Física: suporte na compreensão do sistema físico e influências gravitacionais em exoplanetas.
Geologia: suporte na compreensão do ambiente geológico extraterrestre.
Radioastronomia: suporte na busca pela vida extraterrestre inteligente.
Química: suporte na busca por uma teoria científica da origem da vida na Terra e, talvez, no Universo.

Na ufologia, não existe qualquer interação com outras áreas científicas do saber, ela também não tem objeto de estudo, uma vez que assumir a existência de OVNIs não é a mesma coisa que admitir a existência de vida extraterrestre inteligente. Em outras palavras, a ufologia é uma pseudociência, porque: 1) ela não tem objeto de estudo; 2) não age com rigor metodológico e; 3) não produz conhecimento passível de verificação empírica (ou seja, testável). A ufologia é totalmente baseada em relatos e documentos (registros) e anedotas (observações que não podem ser provadas ou testemunhos). Lembrando que relatos e documentos não são evidências científicas.

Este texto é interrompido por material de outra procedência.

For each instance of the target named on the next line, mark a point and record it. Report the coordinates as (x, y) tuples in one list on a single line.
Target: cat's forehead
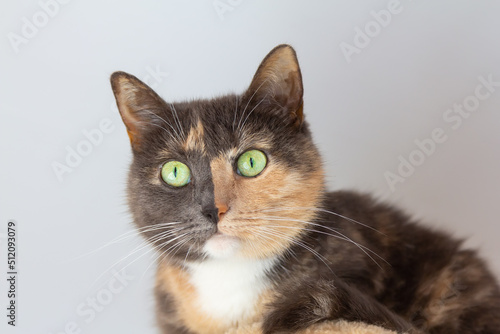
[(219, 127)]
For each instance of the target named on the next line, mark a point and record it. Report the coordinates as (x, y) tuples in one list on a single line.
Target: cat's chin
[(222, 246)]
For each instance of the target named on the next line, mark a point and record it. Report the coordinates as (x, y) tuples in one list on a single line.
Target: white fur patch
[(228, 289)]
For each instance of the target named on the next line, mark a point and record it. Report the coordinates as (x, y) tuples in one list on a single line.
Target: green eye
[(251, 163), (176, 174)]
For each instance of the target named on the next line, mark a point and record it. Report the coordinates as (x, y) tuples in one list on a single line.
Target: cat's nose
[(222, 209), (211, 214)]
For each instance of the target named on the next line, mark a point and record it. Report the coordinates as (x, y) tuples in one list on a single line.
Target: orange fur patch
[(194, 140), (266, 212)]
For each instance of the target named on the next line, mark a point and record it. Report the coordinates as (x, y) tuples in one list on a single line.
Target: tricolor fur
[(277, 249)]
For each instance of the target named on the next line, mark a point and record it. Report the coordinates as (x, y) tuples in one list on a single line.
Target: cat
[(231, 193)]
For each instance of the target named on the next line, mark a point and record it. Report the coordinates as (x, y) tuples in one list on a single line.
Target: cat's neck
[(230, 289)]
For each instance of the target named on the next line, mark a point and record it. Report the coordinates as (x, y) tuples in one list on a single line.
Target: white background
[(364, 113)]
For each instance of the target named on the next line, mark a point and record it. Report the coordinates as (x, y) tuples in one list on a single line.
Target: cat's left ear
[(278, 82)]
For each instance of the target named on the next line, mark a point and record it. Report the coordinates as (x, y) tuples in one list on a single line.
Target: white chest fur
[(228, 289)]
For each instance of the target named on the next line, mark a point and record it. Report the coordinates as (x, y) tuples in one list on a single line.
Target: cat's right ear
[(137, 103)]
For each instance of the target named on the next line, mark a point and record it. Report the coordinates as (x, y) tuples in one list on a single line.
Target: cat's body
[(231, 193)]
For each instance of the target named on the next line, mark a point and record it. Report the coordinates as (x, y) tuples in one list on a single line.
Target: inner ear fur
[(138, 105), (279, 82)]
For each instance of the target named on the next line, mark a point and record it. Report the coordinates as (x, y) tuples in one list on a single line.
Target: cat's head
[(234, 176)]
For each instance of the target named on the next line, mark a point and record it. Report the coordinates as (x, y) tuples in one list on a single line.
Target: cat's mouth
[(221, 245)]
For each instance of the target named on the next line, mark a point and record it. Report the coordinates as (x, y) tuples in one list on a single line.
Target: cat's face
[(227, 177)]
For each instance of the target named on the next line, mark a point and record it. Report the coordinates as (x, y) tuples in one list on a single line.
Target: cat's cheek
[(222, 246)]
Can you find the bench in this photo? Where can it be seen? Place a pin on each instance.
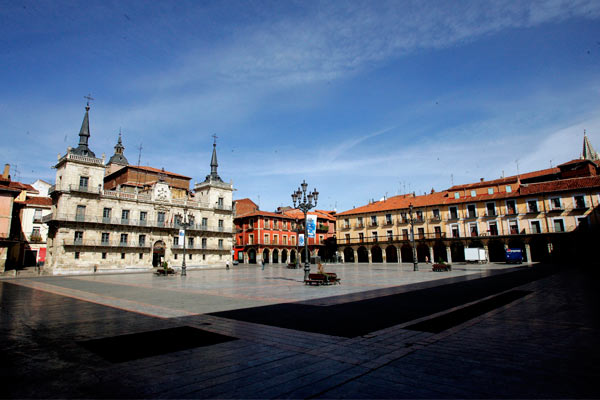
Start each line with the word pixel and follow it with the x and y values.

Aliás, existe uma inteiração da ufologia com outras áreas caracterizadas como pseudociências, mas não com ciências:

Parapsicologia: área que alega que o ser humano possui atividades além da psique. Suas alegações servem atualmente de apoio as reivindicações de que as pessoas abduzidas começaram a manifestar poderes psíquicos (refutada).
Pseudoarqueologia ou Ufoarqueologia: área que deturpa o autêntico conhecimento arqueológico ignorando evidências da atividade humana na construção de monumentos megalíticos (refutada)

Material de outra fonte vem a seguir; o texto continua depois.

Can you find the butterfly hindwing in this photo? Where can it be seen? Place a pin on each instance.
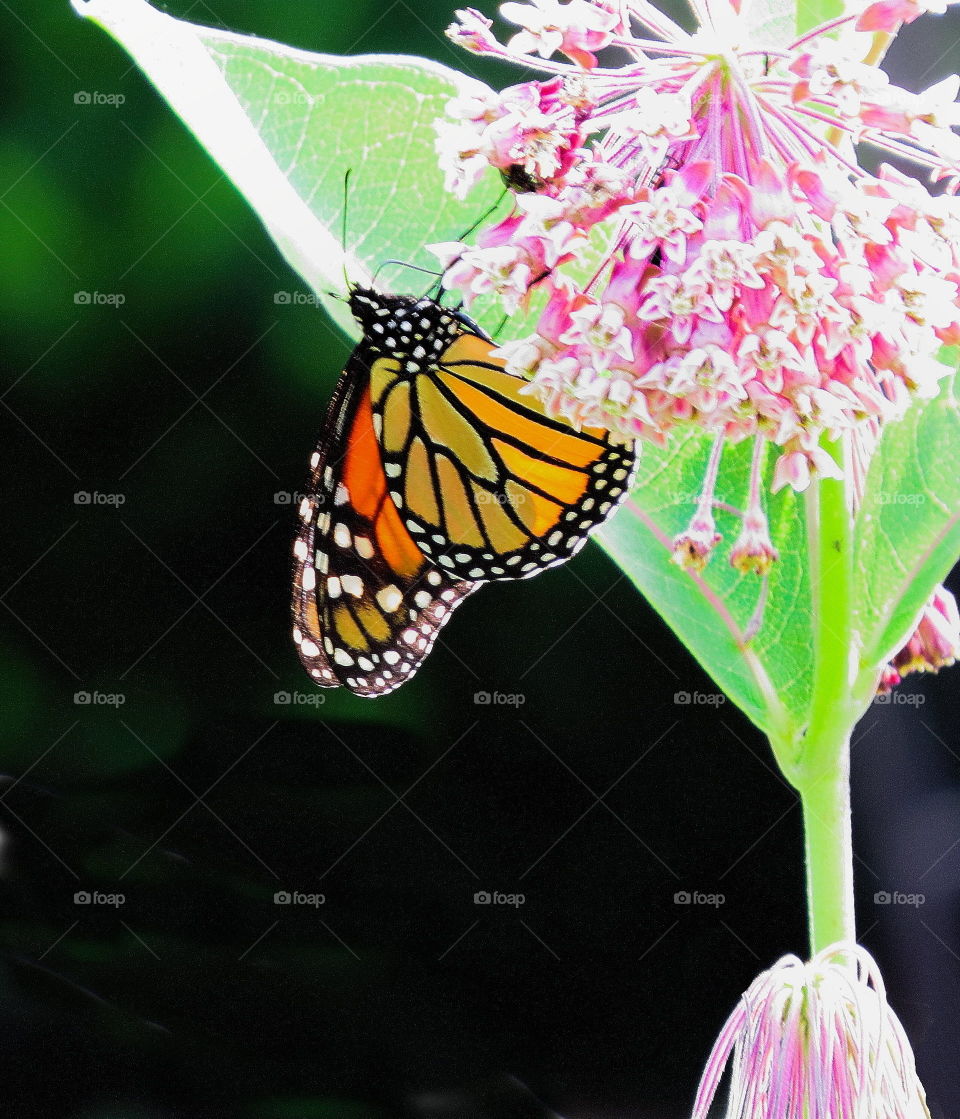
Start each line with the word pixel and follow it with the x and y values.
pixel 367 602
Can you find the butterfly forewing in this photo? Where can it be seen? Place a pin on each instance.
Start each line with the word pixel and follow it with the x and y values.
pixel 488 485
pixel 435 472
pixel 367 602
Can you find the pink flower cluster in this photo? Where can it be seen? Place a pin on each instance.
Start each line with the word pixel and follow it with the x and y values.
pixel 815 1041
pixel 706 245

Como sabiamente disse Carl Sagan no Capítulo 03, do livro “O Mundo Assombrado Pelos Demônios”:

“Cada área da ciência tem o seu próprio complemento de pseudociência. Os geofísicos têm de se haver com Terras chatas, Terras ocas, Terras com eixos loucamente oscilantes, continentes que emergem e afundam rapidamente, além de profetas de terremotos. Os botânicos têm plantas cuja ardente vida emocional pode ser monitorada com detectores de mentiras, os antropólogos têm homens-macacos sobreviventes, os zoólogos têm dinossauros remanescentes, e os biólogos evolutivos têm os literalistas bíblicos mordendo o seu flanco. Os arqueólogos têm astronautas antigos, runas forjadas e estatuária espúria. Os físicos têm máquinas de movimento perpétuo, uma multidão de refutadores amadores da teoria da relatividade, e talve a fusão fria. Os químicos ainda têm a alquimia.

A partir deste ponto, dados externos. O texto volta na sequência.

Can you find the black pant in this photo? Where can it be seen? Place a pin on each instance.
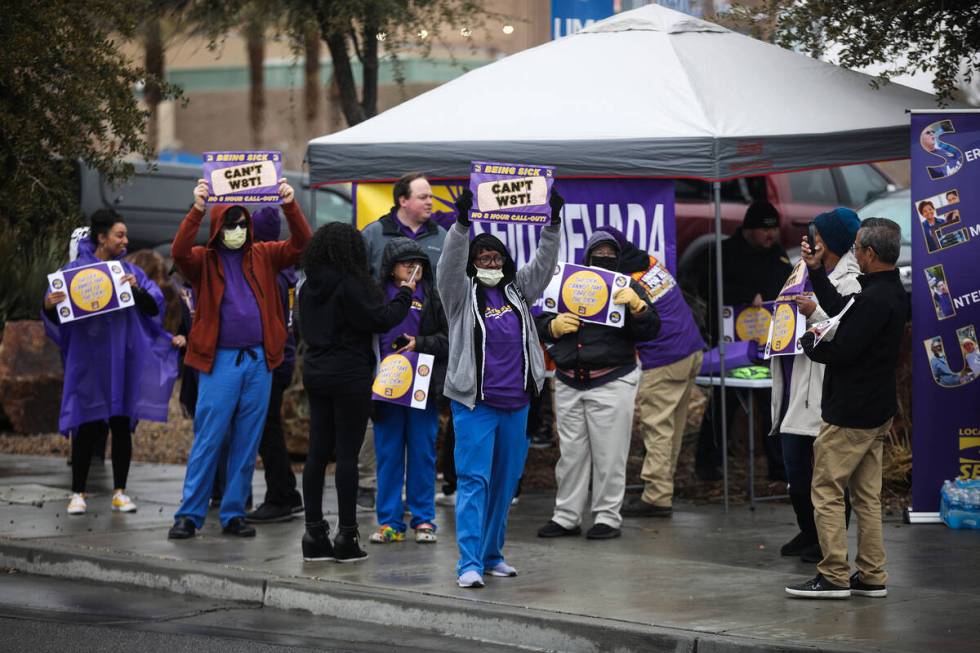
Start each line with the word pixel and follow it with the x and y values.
pixel 89 435
pixel 280 481
pixel 709 438
pixel 337 424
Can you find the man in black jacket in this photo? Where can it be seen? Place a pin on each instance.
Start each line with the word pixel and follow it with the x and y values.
pixel 859 402
pixel 595 391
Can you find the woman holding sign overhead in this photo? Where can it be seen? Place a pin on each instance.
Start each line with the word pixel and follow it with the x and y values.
pixel 495 366
pixel 119 365
pixel 403 432
pixel 341 307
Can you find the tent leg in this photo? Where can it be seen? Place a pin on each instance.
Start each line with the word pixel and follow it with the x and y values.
pixel 721 339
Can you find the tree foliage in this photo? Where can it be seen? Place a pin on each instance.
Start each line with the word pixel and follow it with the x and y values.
pixel 907 36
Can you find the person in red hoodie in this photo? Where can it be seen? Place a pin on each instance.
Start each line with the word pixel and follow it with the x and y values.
pixel 238 337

Os psicólogos têm grande parte da psicanálise e quase toda a parapsicologia. Os economistas têm previsões econômicas de longo alcance. Até agora, os meteorologistas têm a previsão do tempo a longo prazo a partir das manchas solares, como no Farmer’s Almanac (embora a previsão do clima a longo prazo seja outra história). A astronomia tem, como sua pseudociência mais importante, a astrologia — a disciplina que lhe deu origem. As pseudociências às vezes se cruzam, combinando a confusão — como nas buscas telepáticas dos tesouros enterrados de Atlântida, ou em previsões econômicas astrológicas.”

Conclusão

A utilização de alguns métodos e técnicas de análises em imagens (não é a mesma coisa que utilizar metodologia científica) ainda é necessária para analisar alguns casos ufológicos. OVNIs podem ser pipas, satélites, balões meteorológicos, balões de ar quente, bexigas de gás, sacos plásticos, fenômenos naturais, planetas, estrelas, insetos e sujeiras na lente da câmera e até mesmo efeitos de reflexão da lente da câmera em relação ao flash e ao ambiente (lens flare, por exemplo), e podem até ser extraterrestres, mas ainda não temos uma evidência capaz de sustentar essa afirmação.

Existe também um problema em estabelecer uma análise crítica na ufologia, porque muitas pessoas desconhecem a própria natureza (fenômenos naturais). Por exemplo, não sabem o que é halo solar, nuvens lenticulares e sun dogs. E, convenhamos, a maioria das pessoas nem sempre gosta de ouvir respostas simples, dando preferência a ouvir algo que condiz com suas crenças (viés de confirmação).